# Raney’s Lemma

Raney’s Lemma: Given an integer sequence $(a_0, a_1, \dots, a_{m-1})$ whose sum equals unity, there exists a unique $j$ such that every partial sum of the sequence $(a_j, a_{j+1}, \dots, a_{j+m-1})$ is positive, indicies being computed $\mod m$.

The standard proof for this fact is geometric.
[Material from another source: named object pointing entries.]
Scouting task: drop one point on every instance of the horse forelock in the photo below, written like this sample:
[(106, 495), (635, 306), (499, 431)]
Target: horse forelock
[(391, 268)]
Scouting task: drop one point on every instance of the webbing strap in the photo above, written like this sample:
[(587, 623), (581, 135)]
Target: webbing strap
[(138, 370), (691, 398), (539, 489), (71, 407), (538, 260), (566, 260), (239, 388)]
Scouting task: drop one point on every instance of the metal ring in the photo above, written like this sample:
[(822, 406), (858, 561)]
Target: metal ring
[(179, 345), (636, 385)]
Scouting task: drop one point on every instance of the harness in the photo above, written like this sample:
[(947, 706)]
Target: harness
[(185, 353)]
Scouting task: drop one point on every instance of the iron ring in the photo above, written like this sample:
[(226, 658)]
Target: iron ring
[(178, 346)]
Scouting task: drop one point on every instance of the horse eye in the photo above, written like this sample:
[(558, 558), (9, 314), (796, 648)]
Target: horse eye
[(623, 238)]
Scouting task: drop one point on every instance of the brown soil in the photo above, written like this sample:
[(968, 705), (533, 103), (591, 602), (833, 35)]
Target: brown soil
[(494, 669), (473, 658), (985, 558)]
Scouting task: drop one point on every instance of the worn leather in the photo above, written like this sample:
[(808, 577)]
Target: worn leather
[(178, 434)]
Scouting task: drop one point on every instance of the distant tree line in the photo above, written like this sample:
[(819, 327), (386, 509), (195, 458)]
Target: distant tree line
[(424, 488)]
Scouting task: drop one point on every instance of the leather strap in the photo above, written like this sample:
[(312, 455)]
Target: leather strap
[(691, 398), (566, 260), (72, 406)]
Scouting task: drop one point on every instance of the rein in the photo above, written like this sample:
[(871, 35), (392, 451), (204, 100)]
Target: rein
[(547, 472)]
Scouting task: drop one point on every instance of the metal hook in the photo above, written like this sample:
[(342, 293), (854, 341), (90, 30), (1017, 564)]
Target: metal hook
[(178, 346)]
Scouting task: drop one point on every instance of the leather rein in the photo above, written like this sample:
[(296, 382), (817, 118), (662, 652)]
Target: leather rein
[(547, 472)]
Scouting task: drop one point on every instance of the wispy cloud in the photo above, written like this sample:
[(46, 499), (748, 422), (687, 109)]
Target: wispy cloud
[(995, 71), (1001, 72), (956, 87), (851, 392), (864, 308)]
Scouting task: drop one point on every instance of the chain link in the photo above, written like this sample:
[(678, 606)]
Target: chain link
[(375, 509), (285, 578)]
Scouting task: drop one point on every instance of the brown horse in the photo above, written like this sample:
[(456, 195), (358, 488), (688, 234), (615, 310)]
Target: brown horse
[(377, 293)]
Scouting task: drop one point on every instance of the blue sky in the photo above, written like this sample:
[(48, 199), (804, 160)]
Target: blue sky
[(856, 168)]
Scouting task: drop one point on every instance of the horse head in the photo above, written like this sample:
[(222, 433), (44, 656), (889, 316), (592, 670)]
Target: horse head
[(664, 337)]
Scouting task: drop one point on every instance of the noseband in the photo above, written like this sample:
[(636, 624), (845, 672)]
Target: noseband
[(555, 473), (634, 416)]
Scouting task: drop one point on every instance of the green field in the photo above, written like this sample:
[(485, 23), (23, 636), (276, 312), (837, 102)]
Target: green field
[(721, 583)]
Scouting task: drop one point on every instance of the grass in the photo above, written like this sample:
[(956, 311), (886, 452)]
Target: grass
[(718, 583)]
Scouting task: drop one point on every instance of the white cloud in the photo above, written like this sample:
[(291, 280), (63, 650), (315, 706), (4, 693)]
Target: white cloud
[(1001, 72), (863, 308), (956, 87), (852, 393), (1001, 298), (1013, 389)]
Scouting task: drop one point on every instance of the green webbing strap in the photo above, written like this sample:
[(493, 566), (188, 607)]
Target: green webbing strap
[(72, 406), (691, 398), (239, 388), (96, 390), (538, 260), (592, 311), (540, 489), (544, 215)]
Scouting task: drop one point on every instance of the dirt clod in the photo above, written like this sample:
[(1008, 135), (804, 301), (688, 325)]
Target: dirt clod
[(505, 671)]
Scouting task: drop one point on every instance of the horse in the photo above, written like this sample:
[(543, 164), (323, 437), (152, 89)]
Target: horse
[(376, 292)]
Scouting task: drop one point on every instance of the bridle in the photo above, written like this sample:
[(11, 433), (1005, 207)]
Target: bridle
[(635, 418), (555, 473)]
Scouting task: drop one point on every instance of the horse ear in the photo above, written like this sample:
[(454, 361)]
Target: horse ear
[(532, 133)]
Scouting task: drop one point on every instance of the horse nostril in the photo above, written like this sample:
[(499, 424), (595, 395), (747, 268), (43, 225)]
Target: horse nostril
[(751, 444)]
It starts by extending the above sequence to an infinite periodic sequence, $b_n$, for all non-negative integers such that $b_p = a_q$, whenever $p \equiv q \mod m$. Since the new sequence of partial sums obeys $s_{km+n}=k+s_n$, where $0 \le n < m$, the plot of $s_n$ for $n \ge 0$ has an average slope of $\frac{1}{m}$. In fact, the sequence $s_n$ can be completely contained within two lines of slope $\frac{1}{m}$. But lines of slope $\frac{1}{m}$ meet integer points only once every $m$ units. Thus, the lower line meets the integer partial sum sequence exactly once in the canonical period $0 \le n < m$, which is the required point $(j, s_j)$.
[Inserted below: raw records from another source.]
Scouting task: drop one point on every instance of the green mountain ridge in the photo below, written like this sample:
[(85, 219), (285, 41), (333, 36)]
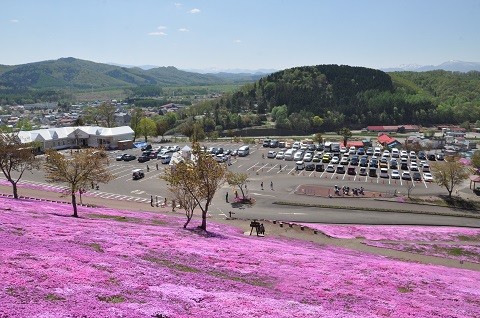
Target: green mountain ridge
[(346, 96), (72, 73)]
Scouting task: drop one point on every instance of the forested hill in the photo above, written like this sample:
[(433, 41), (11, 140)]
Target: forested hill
[(357, 97), (321, 87), (74, 73)]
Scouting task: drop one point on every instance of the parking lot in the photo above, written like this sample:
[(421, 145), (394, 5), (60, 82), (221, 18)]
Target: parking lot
[(284, 175)]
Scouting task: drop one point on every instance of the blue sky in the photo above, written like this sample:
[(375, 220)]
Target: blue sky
[(247, 34)]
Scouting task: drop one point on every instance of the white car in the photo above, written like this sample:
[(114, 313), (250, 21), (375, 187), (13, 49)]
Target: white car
[(427, 176), (271, 154), (221, 157), (299, 165), (395, 174), (330, 168), (307, 157)]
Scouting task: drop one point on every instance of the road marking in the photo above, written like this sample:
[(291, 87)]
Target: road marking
[(271, 168), (266, 164), (253, 166), (292, 213), (283, 168), (264, 195)]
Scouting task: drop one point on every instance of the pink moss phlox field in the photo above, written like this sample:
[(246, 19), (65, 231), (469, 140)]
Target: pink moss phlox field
[(397, 232), (111, 263)]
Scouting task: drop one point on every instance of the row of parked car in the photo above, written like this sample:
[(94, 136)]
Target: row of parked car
[(368, 161), (163, 153)]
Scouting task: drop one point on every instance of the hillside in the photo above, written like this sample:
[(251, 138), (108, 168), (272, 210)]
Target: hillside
[(355, 97), (112, 263), (71, 73)]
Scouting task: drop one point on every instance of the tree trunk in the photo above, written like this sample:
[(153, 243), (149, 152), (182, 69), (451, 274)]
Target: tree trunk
[(15, 190), (243, 194), (204, 221), (188, 221), (74, 204)]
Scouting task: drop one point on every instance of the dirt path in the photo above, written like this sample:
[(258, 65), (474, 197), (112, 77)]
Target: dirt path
[(294, 232)]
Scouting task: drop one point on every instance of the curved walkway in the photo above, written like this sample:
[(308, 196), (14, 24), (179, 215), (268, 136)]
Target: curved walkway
[(293, 231)]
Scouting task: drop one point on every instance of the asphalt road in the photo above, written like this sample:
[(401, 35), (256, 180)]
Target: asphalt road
[(285, 180)]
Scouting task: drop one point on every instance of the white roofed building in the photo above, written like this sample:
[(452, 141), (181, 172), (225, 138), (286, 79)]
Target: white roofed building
[(80, 136)]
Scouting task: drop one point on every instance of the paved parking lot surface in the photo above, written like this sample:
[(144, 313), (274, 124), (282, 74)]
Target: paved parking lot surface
[(284, 177)]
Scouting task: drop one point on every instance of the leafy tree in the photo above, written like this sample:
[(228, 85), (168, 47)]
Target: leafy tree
[(449, 173), (15, 159), (318, 138), (198, 134), (200, 178), (237, 180), (78, 172), (317, 121), (476, 160), (185, 199), (346, 135), (146, 127)]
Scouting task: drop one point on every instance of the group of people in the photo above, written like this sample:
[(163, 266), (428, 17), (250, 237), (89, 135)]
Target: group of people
[(346, 190), (271, 185)]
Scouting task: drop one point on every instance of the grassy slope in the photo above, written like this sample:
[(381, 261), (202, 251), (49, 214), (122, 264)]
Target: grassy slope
[(112, 263)]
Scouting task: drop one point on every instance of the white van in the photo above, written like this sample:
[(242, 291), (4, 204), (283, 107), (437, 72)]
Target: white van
[(243, 151), (289, 154), (395, 153)]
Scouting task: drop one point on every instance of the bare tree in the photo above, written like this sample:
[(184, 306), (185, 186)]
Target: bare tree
[(186, 200), (200, 178), (16, 158), (449, 173), (238, 179), (409, 186), (86, 167)]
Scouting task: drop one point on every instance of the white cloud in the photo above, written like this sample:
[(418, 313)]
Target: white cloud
[(157, 33)]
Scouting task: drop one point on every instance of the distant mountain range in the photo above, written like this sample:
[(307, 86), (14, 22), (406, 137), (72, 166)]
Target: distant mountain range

The above lemma, sometimes also called the Cycle Lemma, immediately solves the following problem: How many sequences of length $2n+1$ consisting only of $+1$s and $-1$s and summing to unity have all positive partial sums? A straightforward generalization of the above enumeration problem asks us to count the number of $m$-Raney sequences: How many sequences of length $mn+1$ consisting only of $+1$s and $(1-m)$s and summing to unity have all positive partial sums?

qchu uses Raney’s Lemma to find the number of $k$-ary trees with $n$ nodes, making use of a bijection with $k$-Raney sequences of length $kn + 1$.